The Council relied on section 10(1)(a) of the FOI Act to refuse access to records concerning the selling of land by the Council that belonged to Blackrock Park and additional records showing rent that was due or rent that was paid to the Earl of Pembroke on foot of a lease agreed in 1850. Section 10(1)(a) provides as follows:
"(1) A head to whom a request under section 7 is made may refuse to grant the request if - (a) the record concerned does not exist or cannot be found after all reasonable steps to ascertain its whereabouts have been taken."

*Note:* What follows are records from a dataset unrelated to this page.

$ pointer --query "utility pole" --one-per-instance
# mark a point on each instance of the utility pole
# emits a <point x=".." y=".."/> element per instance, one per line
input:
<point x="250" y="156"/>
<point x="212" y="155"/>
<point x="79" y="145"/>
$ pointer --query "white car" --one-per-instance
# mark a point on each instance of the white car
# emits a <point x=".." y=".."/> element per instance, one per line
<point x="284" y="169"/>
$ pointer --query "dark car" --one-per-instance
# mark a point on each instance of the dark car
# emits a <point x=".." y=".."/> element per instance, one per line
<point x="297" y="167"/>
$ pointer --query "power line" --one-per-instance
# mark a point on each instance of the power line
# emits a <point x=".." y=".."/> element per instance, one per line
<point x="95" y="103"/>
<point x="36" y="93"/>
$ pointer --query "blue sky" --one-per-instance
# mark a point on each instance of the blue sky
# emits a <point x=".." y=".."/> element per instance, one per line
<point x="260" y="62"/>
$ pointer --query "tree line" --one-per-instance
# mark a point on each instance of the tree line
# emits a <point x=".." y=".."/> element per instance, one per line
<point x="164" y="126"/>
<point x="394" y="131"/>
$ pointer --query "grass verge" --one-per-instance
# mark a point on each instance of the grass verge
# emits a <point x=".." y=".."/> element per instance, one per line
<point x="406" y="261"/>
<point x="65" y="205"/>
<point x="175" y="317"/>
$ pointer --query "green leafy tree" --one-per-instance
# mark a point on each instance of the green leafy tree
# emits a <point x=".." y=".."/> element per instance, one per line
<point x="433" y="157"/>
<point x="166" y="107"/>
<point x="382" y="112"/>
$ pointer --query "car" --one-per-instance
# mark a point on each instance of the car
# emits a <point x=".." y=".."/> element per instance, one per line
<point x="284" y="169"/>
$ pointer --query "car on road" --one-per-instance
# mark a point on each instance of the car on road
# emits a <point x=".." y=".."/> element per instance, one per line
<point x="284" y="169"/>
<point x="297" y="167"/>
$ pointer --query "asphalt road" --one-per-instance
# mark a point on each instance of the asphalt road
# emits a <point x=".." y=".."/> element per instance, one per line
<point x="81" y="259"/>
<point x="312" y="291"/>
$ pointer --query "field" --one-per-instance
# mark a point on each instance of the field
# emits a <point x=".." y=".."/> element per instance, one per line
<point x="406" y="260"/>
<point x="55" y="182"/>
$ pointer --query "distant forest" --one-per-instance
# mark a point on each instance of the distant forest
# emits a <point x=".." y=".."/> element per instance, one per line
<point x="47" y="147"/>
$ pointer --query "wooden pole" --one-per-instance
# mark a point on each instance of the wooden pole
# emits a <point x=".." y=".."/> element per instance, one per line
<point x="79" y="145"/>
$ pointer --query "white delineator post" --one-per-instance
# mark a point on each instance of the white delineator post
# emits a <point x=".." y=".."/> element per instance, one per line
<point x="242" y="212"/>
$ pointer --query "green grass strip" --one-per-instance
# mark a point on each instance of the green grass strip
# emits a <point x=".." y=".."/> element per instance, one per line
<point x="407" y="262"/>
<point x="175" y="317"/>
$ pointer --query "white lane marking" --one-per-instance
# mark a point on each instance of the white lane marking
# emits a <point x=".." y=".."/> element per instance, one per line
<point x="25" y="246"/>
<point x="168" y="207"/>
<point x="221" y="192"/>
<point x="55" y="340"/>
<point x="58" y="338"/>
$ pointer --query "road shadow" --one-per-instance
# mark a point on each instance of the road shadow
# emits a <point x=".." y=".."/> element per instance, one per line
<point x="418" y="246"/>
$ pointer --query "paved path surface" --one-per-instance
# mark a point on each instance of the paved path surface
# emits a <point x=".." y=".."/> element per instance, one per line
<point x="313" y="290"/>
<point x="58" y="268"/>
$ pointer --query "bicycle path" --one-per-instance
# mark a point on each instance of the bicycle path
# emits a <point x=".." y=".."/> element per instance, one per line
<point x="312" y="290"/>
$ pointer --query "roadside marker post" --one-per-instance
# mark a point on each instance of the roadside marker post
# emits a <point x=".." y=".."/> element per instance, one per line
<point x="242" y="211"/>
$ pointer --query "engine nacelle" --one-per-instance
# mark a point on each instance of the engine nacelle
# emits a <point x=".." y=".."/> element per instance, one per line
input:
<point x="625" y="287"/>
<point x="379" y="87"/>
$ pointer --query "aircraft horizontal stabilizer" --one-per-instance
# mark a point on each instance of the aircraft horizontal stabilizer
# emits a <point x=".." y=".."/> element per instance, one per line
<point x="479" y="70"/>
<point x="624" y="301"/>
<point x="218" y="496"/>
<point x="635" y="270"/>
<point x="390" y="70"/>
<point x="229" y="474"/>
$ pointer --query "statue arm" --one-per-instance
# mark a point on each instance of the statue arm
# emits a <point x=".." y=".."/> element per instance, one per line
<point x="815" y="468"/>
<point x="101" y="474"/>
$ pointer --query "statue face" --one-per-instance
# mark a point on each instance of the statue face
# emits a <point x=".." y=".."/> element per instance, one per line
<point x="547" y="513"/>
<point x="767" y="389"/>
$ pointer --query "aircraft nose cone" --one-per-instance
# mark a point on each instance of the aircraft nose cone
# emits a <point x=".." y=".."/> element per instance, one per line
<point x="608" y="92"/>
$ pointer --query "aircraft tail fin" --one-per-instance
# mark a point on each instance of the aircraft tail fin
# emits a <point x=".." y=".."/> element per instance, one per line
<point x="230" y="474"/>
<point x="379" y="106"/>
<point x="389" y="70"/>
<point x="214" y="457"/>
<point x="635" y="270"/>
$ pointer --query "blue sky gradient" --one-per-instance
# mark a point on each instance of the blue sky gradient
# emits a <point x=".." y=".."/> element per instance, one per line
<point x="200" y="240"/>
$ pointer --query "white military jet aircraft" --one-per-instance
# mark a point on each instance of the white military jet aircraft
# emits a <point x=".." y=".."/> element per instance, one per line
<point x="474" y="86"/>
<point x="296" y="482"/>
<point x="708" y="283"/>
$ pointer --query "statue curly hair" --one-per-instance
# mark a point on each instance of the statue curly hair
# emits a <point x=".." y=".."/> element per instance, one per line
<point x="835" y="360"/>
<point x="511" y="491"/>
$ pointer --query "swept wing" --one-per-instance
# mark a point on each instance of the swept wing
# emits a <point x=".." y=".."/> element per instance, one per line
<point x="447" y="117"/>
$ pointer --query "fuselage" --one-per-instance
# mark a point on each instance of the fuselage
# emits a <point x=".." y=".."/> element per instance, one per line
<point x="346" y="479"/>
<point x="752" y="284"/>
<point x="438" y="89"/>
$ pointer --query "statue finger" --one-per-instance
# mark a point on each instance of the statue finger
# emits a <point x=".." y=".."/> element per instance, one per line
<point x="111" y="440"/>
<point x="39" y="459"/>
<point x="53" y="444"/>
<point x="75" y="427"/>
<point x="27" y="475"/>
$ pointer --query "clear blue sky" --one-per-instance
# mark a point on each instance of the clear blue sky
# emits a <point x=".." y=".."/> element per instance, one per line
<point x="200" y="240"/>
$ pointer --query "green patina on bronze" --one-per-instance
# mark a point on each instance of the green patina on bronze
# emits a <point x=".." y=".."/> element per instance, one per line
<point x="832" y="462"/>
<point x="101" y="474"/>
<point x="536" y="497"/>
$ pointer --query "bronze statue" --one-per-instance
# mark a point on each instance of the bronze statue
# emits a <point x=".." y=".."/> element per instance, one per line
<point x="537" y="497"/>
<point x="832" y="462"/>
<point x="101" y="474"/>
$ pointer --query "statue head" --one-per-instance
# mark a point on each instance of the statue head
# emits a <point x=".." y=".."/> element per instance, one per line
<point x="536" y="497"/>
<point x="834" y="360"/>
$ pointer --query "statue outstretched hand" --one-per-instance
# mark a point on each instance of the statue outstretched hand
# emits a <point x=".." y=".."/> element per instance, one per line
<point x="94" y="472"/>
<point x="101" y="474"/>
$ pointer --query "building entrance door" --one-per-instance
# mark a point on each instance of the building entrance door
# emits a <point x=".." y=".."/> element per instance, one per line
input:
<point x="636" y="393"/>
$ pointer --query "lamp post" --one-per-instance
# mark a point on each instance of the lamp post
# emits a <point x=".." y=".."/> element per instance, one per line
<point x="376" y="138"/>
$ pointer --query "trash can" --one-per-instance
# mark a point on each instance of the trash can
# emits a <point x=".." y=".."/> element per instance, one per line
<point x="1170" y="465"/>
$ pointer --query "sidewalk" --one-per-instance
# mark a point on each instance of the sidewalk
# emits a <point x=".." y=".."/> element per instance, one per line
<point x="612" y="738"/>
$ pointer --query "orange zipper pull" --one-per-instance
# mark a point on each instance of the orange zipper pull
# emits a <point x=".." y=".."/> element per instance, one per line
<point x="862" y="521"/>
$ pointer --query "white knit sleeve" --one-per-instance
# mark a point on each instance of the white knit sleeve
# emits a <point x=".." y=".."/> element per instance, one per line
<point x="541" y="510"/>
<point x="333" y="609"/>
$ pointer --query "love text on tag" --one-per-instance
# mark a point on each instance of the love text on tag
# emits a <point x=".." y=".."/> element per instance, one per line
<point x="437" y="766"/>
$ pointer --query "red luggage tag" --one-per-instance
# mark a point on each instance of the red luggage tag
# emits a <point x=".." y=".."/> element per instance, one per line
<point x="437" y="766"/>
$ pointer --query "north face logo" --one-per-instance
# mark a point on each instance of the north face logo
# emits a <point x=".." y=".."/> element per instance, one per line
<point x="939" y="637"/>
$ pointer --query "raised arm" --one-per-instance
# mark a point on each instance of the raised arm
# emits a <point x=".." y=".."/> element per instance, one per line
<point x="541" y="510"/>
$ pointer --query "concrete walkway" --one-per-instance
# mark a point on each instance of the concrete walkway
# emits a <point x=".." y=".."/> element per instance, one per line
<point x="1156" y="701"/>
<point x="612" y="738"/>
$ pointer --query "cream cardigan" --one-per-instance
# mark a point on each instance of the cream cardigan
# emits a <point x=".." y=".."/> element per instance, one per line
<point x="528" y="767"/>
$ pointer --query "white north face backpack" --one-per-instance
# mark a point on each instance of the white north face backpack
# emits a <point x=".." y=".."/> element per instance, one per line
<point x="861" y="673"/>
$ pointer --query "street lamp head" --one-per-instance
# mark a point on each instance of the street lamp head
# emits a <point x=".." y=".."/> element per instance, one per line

The Commissioner's role in cases such as this is to review the decision of the public body and to decide whether that decision was justified. This means that I must have regard to the evidence available to the decision maker and the reasoning used by the decision maker in arriving at his/her decision. The evidence in "search" cases consists of the steps actually taken to search for the records along with miscellaneous other evidence about the record management practices of the public body on the basis of which the public body concluded that the steps taken to search for the records were reasonable. The Commissioner's understanding of her role in such cases was approved by Mr Justice Quirke in the High Court case of Matthew Ryan and Kathleen Ryan and the Information Commissioner (2002 No. 18 M.C.A.) According to the Council,
In order to assist the applicant, the Council provided a full schedule of financial management records relating to Pembroke Estates Management Ltd. in the matter of the lease of the Peoples Park, Blackrock from 1998 to the present day. The Council contend that a thorough search was undertaken in relation to records concerning the selling of land around Kinsella's Garage and that no further records exist. It also said that "no sale of land has taken place in Blackrock Park at any time up until the 12th December 2008".
It may well be the case that records ought to have been retained by the Council; however, unless those records are now extant, their release under the FOI Act cannot be secured. Given the responses of the Council to this Office's queries, I am of the opinion that the Council has carried out an adequate search in relation to these records. In summary, my view is that the Council is justified in its conclusion that the records sought do not exist or cannot be found after all reasonable steps to ascertain their whereabouts have been taken. I find accordingly that section 10(1)(a) of the Act applies.
Having carried out a review under section 34(2) of the FOI Act, I hereby affirm the decision of the Council to refuse the part of the request under review in accordance with sections 6 and 10(1)(a) of the FOI Act.
A party to a review, or any other person affected by a decision of the Information Commissioner following a review, may appeal to the High Court on a point of law arising from the decision. Such an appeal must be initiated not later than eight weeks from the date on which notice of the decision was given to the person bringing the appeal.